After the fall of the radicals, the Revolution was then governed by the Directory, until it was replaced by the Consulate of Napoleon Bonaparte—the dictatorship of a charismatic leader. When you look at the appalling series of events involved in the French Revolution, and you look at the sober restraint that characterized the American War for Independence, to say that they come from the same stock is really quite an astonishing historical slander.
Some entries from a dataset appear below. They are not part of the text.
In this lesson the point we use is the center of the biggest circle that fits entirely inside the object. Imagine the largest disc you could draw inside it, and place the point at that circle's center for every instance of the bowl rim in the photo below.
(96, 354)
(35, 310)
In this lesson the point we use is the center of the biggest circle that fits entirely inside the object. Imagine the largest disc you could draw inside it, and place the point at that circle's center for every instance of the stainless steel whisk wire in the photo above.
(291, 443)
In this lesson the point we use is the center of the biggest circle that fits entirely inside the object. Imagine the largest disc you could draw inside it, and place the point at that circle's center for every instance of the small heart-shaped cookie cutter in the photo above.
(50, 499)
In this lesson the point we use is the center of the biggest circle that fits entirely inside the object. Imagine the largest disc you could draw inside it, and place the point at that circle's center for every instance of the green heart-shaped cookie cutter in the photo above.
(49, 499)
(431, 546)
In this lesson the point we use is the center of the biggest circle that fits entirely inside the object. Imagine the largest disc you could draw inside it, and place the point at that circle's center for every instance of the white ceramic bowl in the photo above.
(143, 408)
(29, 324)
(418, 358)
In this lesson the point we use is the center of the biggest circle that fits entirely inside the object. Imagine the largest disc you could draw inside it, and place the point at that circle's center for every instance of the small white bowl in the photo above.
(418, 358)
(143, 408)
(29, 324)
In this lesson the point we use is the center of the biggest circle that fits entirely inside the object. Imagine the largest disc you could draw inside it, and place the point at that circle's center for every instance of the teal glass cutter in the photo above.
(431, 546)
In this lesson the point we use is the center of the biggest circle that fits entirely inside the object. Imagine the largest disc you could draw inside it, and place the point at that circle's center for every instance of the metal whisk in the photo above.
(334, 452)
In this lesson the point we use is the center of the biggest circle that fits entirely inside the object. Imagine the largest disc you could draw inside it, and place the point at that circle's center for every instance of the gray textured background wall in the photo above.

Both wars had revolution in their names. Both occurred within a few years of each other. And unless you were as clear-eyed as Burke, what the French Revolution became was not immediately obvious. And it is true to say that some of the intellectual currents that were very popular in France were present in America, but not nearly at the same level. Thomas Paine was the kind of who could really move things in France, but he was pretty lonely in his radicalism over here. So the revolutionary elements that made the French Revolution so appalling were present here, but those sparks here did not come in contact with the same kind of combustible material as they did over there. They did not come into contact with those combustible materials because those kinds of materials were largely absent here—thanks to the Great Awakening.
Now of course there were some responsible Americans, men like Thomas Jefferson, who were open to the French Revolution initially. Remember that the French had come to our aid in our War. It was the French fleet that had bottled up Cornwallis at Yorktown. And George Washington had been greatly helped by Lafayette, who later on became a participant in the French Revolution.
But even with such historical details, we have to make some distinctions. The French Revolution, once it took off, had its cooler heads along with its incendiary types. Lafayette was one of the former, one of the cooler hands, and in their assembly he was seated with others like himself on the right side of their chamber. In fact, this is where our phrases right wing and left wing come from—the right wingers were the more conservative revolutionaries. I would argue it is not good to be either, but current events were as complicated back then as they are now.
So with all that said and recognized, clear-headed Americans knew that what they had fought for was not at all like what the French Revolution was seeking to establish. To run them together really is an historical slander, and it is to throw away one of the great achievements of the American founding—a righteous heritage.
Notes:
[i] John Eidsmoe, God and Caesar (Eugene, OR, Wipf and Stock Publishers, 1997), p. 34.